I've been visiting another forum the last few days, and found it to be very humbling. I got involved in several topics. This forum had believers, and those that don't believe in God at all. Some that have read Rays writings. Anyway, I learned some things about myself. The topic I got more involved in was a discussion about responsible and accountable.I found out that I couldn't explain it at all because I myself still struggle with it. I think that I so much want to that I just except it rather than understanding it. There are times that I just say its one of those things that God just doesn't want me to know, and then as I was re-reading Free Will part 2, I think; I came across the verses above quoted from that series. It seems that these verses nurtures my not understanding even more than before, but on the other hand it seems to put me at the edge of something even bigger, such as a treasure I've been digging for that I thought was in a large chest, but as it turns out for me that this gem might very well be in a small chest in a big field, but a large treasure; if that makes sense to anyone. Well anyway; back to the verses above, and responsible vs. accountability. Doesn't both words mean the same? Since our steps are led by God, then where do we get lust of the heart such as any carnal thought or action or words that we speak. Ray says that we of our own have lust of the heart, but where does that come from since it is God that directs our steps, even this posting I'm doing now, and how am I to understand my own way?
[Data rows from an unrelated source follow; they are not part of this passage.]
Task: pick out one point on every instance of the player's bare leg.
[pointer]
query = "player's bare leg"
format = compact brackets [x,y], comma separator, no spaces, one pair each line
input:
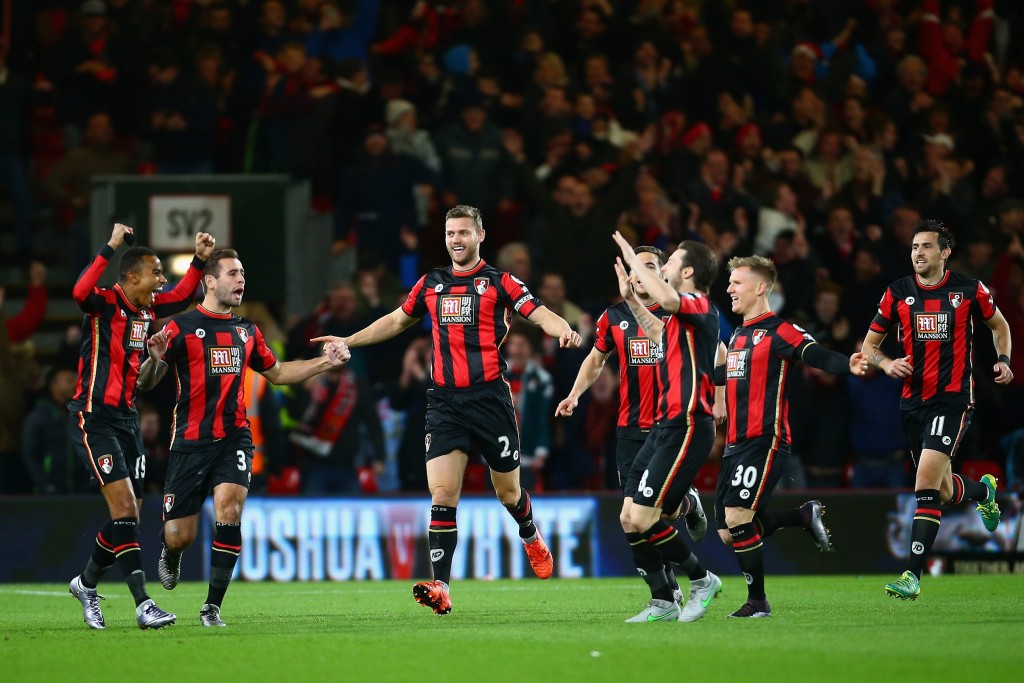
[444,476]
[516,500]
[749,548]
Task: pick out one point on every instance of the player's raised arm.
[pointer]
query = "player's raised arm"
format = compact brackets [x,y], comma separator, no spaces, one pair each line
[650,324]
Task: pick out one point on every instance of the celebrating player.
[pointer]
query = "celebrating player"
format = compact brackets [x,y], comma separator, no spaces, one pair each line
[684,427]
[102,411]
[936,309]
[211,445]
[619,333]
[758,438]
[470,304]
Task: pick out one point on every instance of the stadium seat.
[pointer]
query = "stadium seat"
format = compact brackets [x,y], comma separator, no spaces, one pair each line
[286,483]
[368,480]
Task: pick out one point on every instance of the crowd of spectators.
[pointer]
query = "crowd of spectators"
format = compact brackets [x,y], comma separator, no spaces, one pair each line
[816,132]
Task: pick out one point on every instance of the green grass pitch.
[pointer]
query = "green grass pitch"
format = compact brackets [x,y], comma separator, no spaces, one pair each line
[821,629]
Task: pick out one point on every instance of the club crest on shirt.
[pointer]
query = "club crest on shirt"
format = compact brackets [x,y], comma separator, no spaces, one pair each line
[456,309]
[224,360]
[642,351]
[136,334]
[736,364]
[932,327]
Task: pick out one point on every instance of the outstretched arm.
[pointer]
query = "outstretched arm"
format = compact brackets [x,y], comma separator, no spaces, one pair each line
[555,326]
[834,361]
[335,353]
[1000,337]
[589,372]
[382,329]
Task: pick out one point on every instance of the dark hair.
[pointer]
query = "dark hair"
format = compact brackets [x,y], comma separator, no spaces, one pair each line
[131,261]
[702,260]
[213,263]
[465,211]
[646,249]
[946,239]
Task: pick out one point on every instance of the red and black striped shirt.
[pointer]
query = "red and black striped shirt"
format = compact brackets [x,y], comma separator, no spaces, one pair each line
[209,353]
[114,334]
[936,329]
[617,332]
[757,373]
[687,370]
[470,315]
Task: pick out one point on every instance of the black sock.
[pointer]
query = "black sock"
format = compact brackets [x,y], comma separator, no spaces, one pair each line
[124,537]
[443,536]
[650,566]
[968,488]
[927,518]
[522,512]
[223,555]
[670,575]
[101,559]
[670,543]
[769,521]
[750,552]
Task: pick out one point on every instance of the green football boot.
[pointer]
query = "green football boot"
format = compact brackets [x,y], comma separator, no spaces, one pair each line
[989,509]
[905,588]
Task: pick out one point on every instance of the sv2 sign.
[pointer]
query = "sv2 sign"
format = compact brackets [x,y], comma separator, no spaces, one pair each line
[174,220]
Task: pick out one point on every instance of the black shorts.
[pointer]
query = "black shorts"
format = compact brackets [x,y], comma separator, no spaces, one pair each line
[627,449]
[749,474]
[480,417]
[666,466]
[111,446]
[936,427]
[192,475]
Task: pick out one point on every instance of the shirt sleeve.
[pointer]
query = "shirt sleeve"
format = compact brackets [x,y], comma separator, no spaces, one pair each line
[262,357]
[602,335]
[517,295]
[693,306]
[416,305]
[168,303]
[886,316]
[85,293]
[986,304]
[791,341]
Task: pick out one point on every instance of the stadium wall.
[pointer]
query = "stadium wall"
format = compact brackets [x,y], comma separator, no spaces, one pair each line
[371,539]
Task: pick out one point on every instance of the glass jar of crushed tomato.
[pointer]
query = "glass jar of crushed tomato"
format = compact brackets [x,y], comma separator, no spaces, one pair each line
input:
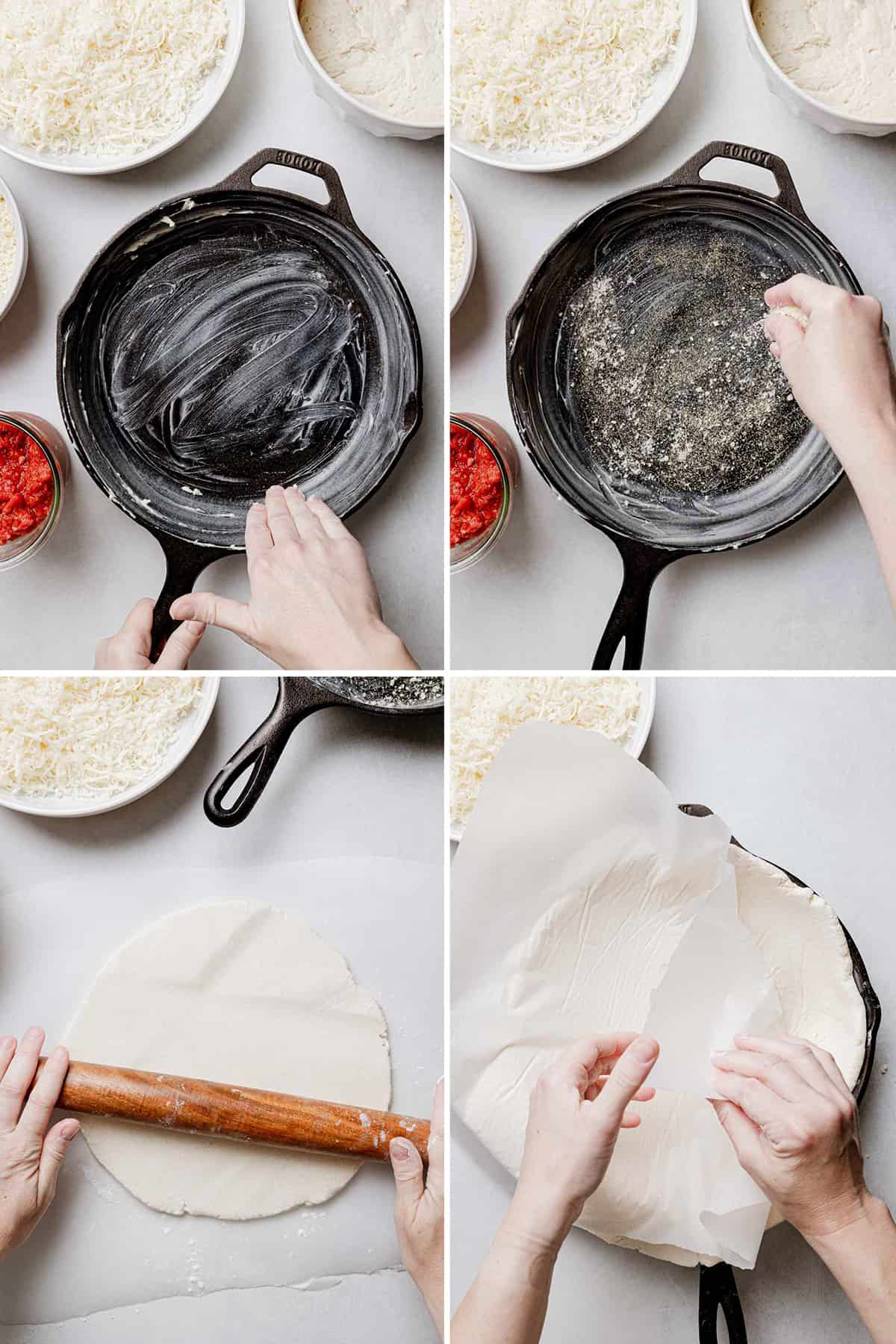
[485,470]
[34,470]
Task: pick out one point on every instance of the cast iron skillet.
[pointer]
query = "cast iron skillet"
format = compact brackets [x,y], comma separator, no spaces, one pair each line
[718,1287]
[652,532]
[246,340]
[296,699]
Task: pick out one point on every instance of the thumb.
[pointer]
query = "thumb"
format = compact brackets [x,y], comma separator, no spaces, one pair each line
[55,1147]
[741,1130]
[628,1077]
[786,329]
[408,1169]
[180,647]
[213,611]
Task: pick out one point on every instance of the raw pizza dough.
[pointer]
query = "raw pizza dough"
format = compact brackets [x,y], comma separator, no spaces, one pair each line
[242,994]
[588,962]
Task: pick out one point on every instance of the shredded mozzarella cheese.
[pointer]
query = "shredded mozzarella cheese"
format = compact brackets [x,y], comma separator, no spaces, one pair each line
[89,737]
[104,77]
[555,75]
[485,712]
[8,249]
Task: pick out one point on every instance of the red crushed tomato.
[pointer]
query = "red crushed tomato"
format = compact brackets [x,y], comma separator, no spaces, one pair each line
[26,484]
[477,490]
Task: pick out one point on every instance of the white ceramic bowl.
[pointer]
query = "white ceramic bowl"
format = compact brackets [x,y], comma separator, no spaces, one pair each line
[635,744]
[667,82]
[190,734]
[797,100]
[211,93]
[469,249]
[346,105]
[22,252]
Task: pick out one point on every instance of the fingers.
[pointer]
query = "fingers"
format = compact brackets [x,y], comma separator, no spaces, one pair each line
[332,524]
[19,1077]
[785,334]
[258,538]
[435,1147]
[180,647]
[801,292]
[743,1135]
[626,1078]
[55,1147]
[281,523]
[45,1095]
[801,1057]
[210,609]
[583,1062]
[777,1073]
[7,1051]
[408,1169]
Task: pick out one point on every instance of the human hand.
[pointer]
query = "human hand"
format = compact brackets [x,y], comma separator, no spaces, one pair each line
[314,600]
[794,1127]
[576,1110]
[131,647]
[836,359]
[30,1157]
[420,1211]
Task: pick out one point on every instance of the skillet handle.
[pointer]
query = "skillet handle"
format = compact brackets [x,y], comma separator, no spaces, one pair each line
[296,699]
[718,1289]
[689,172]
[337,205]
[183,566]
[629,618]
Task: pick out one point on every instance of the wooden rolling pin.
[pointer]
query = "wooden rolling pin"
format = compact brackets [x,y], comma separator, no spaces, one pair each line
[196,1107]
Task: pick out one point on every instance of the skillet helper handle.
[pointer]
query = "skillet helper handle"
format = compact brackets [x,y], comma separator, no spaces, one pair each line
[337,205]
[261,752]
[629,618]
[183,566]
[718,1289]
[195,1107]
[689,172]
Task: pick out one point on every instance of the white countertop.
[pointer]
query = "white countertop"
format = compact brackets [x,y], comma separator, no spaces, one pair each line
[812,597]
[99,564]
[803,771]
[348,835]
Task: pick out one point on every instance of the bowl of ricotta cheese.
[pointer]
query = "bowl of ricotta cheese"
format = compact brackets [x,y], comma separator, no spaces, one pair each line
[829,62]
[378,66]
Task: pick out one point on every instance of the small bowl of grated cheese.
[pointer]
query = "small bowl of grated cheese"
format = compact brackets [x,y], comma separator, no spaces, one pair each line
[13,250]
[146,77]
[74,746]
[485,710]
[462,248]
[546,87]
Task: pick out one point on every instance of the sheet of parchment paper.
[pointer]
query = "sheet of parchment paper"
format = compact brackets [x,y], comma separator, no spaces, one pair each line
[574,887]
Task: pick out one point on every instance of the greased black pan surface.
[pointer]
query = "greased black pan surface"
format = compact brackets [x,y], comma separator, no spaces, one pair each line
[297,698]
[718,1287]
[652,527]
[228,340]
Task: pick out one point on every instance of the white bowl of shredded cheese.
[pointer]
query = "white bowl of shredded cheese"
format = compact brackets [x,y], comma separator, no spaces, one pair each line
[74,746]
[379,66]
[485,710]
[830,47]
[13,250]
[108,87]
[462,248]
[550,85]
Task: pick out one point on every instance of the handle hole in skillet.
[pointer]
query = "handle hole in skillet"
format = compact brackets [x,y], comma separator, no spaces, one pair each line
[742,175]
[293,181]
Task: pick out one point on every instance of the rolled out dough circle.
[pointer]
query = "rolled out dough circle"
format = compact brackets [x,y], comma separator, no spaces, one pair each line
[238,994]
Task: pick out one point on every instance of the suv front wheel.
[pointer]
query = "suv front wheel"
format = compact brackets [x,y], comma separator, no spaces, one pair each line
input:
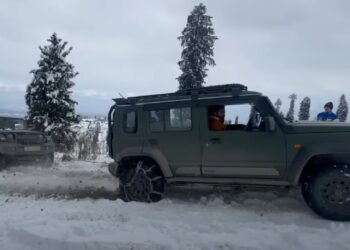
[327,192]
[144,183]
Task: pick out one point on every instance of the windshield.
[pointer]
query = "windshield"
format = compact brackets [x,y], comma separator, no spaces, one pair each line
[7,123]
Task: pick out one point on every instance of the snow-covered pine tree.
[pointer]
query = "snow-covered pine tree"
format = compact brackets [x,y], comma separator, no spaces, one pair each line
[197,40]
[343,109]
[304,112]
[290,114]
[48,97]
[278,105]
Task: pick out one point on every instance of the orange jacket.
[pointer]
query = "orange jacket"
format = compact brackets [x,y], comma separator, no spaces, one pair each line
[216,124]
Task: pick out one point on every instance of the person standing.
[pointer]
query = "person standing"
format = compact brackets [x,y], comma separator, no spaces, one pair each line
[327,115]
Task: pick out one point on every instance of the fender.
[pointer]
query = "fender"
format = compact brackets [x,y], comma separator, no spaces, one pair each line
[150,152]
[340,151]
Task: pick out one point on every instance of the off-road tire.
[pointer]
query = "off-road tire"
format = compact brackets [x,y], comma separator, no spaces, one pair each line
[144,183]
[327,192]
[48,160]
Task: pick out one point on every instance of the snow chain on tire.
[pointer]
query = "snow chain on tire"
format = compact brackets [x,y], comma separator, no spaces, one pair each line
[143,183]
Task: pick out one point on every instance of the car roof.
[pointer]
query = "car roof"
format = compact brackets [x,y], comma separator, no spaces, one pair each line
[204,93]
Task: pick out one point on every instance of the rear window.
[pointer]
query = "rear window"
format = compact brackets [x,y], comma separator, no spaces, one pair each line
[130,122]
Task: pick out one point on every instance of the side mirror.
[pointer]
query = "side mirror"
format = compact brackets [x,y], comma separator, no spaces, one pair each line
[19,126]
[270,124]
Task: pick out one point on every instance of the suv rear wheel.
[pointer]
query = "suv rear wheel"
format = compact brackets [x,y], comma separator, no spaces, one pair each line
[327,192]
[144,183]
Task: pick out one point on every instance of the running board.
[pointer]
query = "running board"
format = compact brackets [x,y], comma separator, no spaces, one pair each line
[208,180]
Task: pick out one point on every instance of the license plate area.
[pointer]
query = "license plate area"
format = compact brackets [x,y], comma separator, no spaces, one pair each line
[32,148]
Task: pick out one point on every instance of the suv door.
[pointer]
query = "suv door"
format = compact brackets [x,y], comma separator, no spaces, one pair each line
[172,134]
[242,150]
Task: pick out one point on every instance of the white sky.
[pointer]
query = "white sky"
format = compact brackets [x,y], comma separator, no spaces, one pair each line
[131,47]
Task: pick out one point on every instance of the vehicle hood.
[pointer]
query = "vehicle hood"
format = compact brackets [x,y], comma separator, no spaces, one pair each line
[319,127]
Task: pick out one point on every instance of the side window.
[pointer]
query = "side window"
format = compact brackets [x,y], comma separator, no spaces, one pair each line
[178,119]
[130,122]
[235,117]
[156,118]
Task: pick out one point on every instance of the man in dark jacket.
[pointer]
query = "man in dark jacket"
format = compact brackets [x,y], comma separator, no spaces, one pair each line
[327,115]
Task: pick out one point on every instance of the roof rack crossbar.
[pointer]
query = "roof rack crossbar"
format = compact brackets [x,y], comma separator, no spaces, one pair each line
[187,94]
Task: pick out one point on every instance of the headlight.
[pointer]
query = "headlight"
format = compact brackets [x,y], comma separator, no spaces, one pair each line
[41,138]
[2,138]
[7,137]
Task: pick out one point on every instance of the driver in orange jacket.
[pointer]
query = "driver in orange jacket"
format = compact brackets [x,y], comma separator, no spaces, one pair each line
[217,117]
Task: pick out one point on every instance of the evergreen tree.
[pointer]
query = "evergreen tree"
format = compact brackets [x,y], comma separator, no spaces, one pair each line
[304,112]
[343,109]
[48,97]
[278,105]
[290,114]
[197,40]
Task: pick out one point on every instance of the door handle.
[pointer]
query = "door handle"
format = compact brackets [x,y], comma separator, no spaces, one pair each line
[153,141]
[215,140]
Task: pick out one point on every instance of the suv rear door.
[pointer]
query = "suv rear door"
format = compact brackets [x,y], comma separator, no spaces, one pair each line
[172,133]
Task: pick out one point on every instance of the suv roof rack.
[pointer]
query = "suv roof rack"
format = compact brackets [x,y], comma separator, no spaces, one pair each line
[233,89]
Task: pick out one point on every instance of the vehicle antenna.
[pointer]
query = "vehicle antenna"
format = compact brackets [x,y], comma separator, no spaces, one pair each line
[121,96]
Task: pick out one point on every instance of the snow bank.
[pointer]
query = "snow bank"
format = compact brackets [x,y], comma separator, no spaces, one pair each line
[35,213]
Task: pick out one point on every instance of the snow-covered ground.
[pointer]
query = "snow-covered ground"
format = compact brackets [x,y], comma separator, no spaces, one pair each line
[74,205]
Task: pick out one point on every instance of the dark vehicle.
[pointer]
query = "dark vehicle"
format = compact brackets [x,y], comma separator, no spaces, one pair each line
[160,139]
[18,144]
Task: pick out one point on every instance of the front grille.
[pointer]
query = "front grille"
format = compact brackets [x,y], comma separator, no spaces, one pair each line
[29,139]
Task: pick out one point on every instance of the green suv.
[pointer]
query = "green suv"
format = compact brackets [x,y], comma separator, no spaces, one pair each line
[18,144]
[178,137]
Pastors mislead the flock and the flock follows; all steps directed by God, and they understand not. Isn't trying to expose those that contradict, actually exposing that God is the one in charge of what they are doing? According to the verses above, they don't understand because God is leading their steps, and at the same time leading the steps of those that want to expose them? Is this correct? Am I right or wrong to think that no one can be led astray by man unless that's the steps God wants them to take?
There are times when I'm having thoughts that are very carnal or some sort of action or words that lead me to ask God why am I doing this, or having these thoughts that I can't get rid of. Last night my wife and I was watching a TV serious that has a Gay person on it. He is more feminine than a woman; well I made a comment to Silvia that the least he could do is at least act like a man. This guy literally annoys me to no end, but I don't want to think and feel like that toward anyone.I want to understand, and not judge people like that. Well it was this morning that I found the verses above, and they explained that he can't help the way he is and acts no more than the things that I think and do. Is this not correct? I also want to be in Spirit all the time, and see things, and understand in Spirit, but I come nowhere close, no matter how much I want it.
Can someone explain the difference between responsible and accountable, and why does God, who is responsible for all things including our steps, hold us accountable and punish, or correct which ever is the right word when we are doing what he directs us to do?
I went to a forum of which I have avoided all forums except for this one, because I thought I could be misled into some other belief, but I was wrong to think anyone can mislead me or lead me in the right direction unless that is the step God wants me to take. Isn't that what the verses above are saying?
I can understand being submitted to vanity to humble us and teach us as we are being transformed. Is it that I'm seeing accountability as punishment rather than correction or transformation?